Company Analysis Assignment #3
This assignment requires some research, and two intrinsic value calculations for your stock(PEP.).
- Constant growth DDM (expanded formula). Recall that P0 = E1(1-b)/(k-g), where E1 is EPS for the coming year, b is the plowback ratio, k is the market required rate of return for the stock, and g is the assumed constant growth rate of earnings. Since b is the plowback ratio, 1-b is the payout ratio. Also, since g = ROE x b (ROE is return on equity), the expanded valuation formula (which you will use in this part of the assignment) is P0 = E1(1-b)/(k-(ROE x b)).
Regarding the inputs for the constant growth valuation, I think the easiest and safest way to get E1 is to just get the consensus estimate for 2019 (make sure you pick up the annual estimate, not a quarterly estimate) from MarketWatch or another legitimate source. (If you use MarketWatch, just enter the stock symbol, click on “Analyst Estimates” tab, and then pick up the “mean estimate, this fiscal” number from the EPS table.) Recent ROE and payout ratio (1-b, from which b can obviously be derived) can be found in the “Statistics” tab of YahooFinance. These should be used as the basis for a going-forward projection of ROE and b (you may assume that they will change or not, but state what you are assuming and why) to be used in your valuation. You have already computed k in assignment 2.

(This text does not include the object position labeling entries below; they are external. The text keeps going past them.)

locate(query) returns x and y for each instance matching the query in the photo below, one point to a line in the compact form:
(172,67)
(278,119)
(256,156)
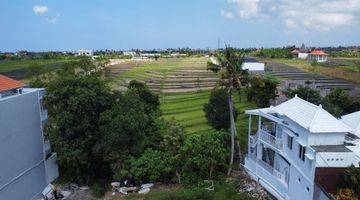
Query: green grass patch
(221,192)
(6,66)
(187,109)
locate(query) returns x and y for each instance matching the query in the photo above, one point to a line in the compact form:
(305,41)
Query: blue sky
(42,25)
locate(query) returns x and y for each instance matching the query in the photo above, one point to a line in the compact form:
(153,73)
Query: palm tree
(229,64)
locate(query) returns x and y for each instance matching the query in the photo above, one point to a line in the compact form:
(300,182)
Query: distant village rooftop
(318,53)
(7,84)
(310,116)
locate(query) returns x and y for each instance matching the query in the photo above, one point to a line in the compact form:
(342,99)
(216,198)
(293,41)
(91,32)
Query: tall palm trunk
(233,132)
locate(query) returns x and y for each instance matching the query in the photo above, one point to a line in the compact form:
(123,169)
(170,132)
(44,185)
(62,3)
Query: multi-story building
(27,164)
(295,147)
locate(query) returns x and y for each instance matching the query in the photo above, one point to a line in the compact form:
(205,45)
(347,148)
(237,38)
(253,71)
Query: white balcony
(273,179)
(271,140)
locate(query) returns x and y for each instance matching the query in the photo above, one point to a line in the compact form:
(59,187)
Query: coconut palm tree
(233,77)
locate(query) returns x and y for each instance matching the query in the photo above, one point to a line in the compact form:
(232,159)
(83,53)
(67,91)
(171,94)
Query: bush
(222,191)
(345,194)
(217,110)
(203,157)
(98,190)
(152,166)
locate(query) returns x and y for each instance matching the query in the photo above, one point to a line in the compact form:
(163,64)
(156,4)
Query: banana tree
(232,78)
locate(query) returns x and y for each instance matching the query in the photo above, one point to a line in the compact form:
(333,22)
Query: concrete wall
(22,171)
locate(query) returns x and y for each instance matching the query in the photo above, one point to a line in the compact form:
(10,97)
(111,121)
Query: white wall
(326,139)
(253,66)
(303,55)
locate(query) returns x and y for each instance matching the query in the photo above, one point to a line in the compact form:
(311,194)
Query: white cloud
(51,20)
(40,10)
(319,15)
(228,15)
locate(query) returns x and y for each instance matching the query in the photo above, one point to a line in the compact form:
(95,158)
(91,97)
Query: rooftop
(318,53)
(310,116)
(331,148)
(7,84)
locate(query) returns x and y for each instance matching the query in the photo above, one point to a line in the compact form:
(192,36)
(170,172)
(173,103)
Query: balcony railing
(271,140)
(281,176)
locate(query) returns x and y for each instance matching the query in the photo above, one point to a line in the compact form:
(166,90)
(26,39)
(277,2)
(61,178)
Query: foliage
(229,63)
(351,179)
(306,93)
(173,136)
(338,102)
(274,53)
(75,102)
(151,99)
(345,194)
(217,110)
(203,157)
(152,166)
(262,90)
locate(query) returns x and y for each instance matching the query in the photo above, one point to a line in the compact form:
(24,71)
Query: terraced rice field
(187,109)
(171,75)
(184,87)
(296,75)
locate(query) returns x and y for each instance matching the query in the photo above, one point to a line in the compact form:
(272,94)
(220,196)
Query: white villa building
(318,56)
(28,166)
(297,150)
(253,65)
(84,52)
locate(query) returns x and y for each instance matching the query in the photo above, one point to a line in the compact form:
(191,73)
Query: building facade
(292,146)
(318,56)
(27,164)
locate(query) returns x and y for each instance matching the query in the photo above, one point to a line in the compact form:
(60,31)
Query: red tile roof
(318,53)
(7,84)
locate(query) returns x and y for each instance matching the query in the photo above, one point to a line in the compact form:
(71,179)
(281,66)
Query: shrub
(98,190)
(217,110)
(152,166)
(306,93)
(203,157)
(345,194)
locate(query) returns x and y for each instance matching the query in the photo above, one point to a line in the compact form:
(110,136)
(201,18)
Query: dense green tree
(217,109)
(306,93)
(233,77)
(351,179)
(75,102)
(262,90)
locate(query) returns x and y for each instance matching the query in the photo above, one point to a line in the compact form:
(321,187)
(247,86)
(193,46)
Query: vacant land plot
(171,75)
(6,66)
(187,109)
(346,69)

It is possible that your constant growth rate (g) will be such that (k-g) is negative, rendering the result meaningless. This will most often occur for companies with a relatively-high current ROE. As we discussed in class, this is typically a signal that the constant growth assumption is not applicable to your company, and that a multi-stage model (see below) is more relevant. If this occurs, just set up the valuation equation (above, in bold) with your inputs, but do not solve. State the problem (i.e. g > k) and the reason (high ROE, high plowback, or both).
- Two-Stage DDM. You are to do a two-stage DDM model using the methodology described in class. The first growth rate, or g1, is the growth rate projected for the next three (3) years. The second growth rate, g2, is the constant projected growth rate beginning in year 4. Recall that the total value calculated with the two-stage model consists of the PV’s of the first three years’ projected dividends, plus the PV of the terminal value projected for the stock as of year 3. This terminal value is calculated using a constant growth valuation as of year 3.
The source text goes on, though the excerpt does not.